The country also sold EUR1.425 billion of ten-year debt at an average yield of 5.743%, up from 5.338% at a similar auction last month. It was the highest yield in five months.
Bond auctions have become key drivers of risk sentiment in recent months, as traders attempt to gauge the ability of indebted euro zone nations to fund themselves.
Spanish and French bond auctions went off without a hitch, or maybe with the help of the recent concessions built and while the euro seemed to record the highs of the day (~$1.3165) in response, the upticks were quickly sold into. There are several aspects of the auctions that are important for investors. It is not simply the amount that is being raised, but at what price and who is buying and with what enthusiasm.

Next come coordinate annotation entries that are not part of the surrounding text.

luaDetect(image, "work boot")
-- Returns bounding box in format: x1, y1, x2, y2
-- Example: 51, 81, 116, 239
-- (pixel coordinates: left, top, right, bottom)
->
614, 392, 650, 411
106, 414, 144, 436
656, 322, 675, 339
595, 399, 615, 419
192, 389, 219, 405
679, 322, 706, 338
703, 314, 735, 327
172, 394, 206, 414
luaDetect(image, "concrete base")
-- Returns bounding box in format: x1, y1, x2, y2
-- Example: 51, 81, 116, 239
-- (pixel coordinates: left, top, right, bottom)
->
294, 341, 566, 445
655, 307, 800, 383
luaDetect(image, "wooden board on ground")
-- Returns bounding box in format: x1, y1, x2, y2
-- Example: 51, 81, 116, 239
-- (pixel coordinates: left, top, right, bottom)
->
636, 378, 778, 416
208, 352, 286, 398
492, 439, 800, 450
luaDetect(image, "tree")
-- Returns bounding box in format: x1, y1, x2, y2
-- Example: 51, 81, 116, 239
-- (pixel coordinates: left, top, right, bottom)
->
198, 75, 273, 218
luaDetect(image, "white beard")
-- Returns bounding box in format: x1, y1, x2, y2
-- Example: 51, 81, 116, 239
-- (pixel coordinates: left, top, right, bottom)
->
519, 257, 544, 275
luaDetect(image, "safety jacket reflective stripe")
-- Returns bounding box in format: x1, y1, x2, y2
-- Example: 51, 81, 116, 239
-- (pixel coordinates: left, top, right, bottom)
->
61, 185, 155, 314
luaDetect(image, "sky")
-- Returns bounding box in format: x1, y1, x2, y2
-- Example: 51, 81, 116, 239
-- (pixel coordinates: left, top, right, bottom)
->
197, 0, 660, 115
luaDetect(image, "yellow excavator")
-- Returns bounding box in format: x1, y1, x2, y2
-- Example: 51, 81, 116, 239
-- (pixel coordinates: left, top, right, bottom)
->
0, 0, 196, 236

Italy reported a dramatic drop in industrial orders, warning that the government's cut in its GDP forecast yesterday may be prove insufficient. Industrial orders fell 2.5% in February, which is more than twice the decline the market consensus expected. Adding insult to injury, the January drop was revised to -7.7% from -7.4%.
The recent IMF data that covers the period up through the end of Q3 '11 shows foreign investors reducing their share of Spanish bonds to 38% from a little over 50% in 2009 (and the foreign share of Italian debt has fallen from 42% to 37% in the same period).
Sweden, Norway, Denmark and Poland are among the nations that have since pledged billions of dollars to the effort, but it was unclear what figure would be settled on at the meeting.
Japan reported a smaller than expected trade deficit in March (JPY82.6 bln vs JPY120 bln expectations). Exports rose 1.2% in the month and 5.9% on a year-over-year basis. Imports rose 10.5% year-over-year after a 9.2% increase in Feb. What really stands out of the Japanese exports are to the US where they are up almost 24% on a year-over-year basis. While there is the base effect from last year, but there is also the growth differentials that warn of further deterioration of the US trade balance.